Tortilla Soup


prep 0:30       total 1:00


1 gallons



1 whole chicken
1-1/2 cup chopped onion
1 can (4 oz.) chopped green chilis
1 can diced Rotel tomatoes
1 pkg. taco seasoning
1 pkg. (1 oz.) buttermilk ranch dressing mix
1 can whole kernel corn, drained
1 can pinto beans, drained
1 can cream of chicken soup
1 tsp. chili powder
1/8 tsp. cumin
1/2 cup freshly chopped cilantro
Corn tortillas, cut into strips
Grated cheddar cheese


Cook chicken in crock-pot or boil on stove until done. Discard skin and bones. Chop chicken; cover and set aside.

Add broth to a large pot, adding enough water to equal a gallon of liquid. Add remaining ingredients, except for chicken, tortillas, cheese and cilantro. Bring to a boil, reduce heat and simmer for 45 minutes, stirring occasionally. May need to add water during cooking time.

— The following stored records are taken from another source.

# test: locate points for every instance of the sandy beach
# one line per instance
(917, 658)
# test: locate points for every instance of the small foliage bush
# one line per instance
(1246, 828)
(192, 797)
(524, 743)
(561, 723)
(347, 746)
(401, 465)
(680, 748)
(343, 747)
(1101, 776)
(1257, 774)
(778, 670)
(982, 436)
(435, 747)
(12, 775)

When soup is done, stir in the cooked chicken and fresh cilantro. Drop tortilla strips in each bowl of soup and top with grated cheese. Go sparingly on the tortillas, as they will soak up the juice quickly.

Author's Comments

This is a thick hearty soup and an avocado salad on the side would make a complete meal.

(I worked with this recipe until I got it perfected, so try to use the exact ingredients and measurements if possible.)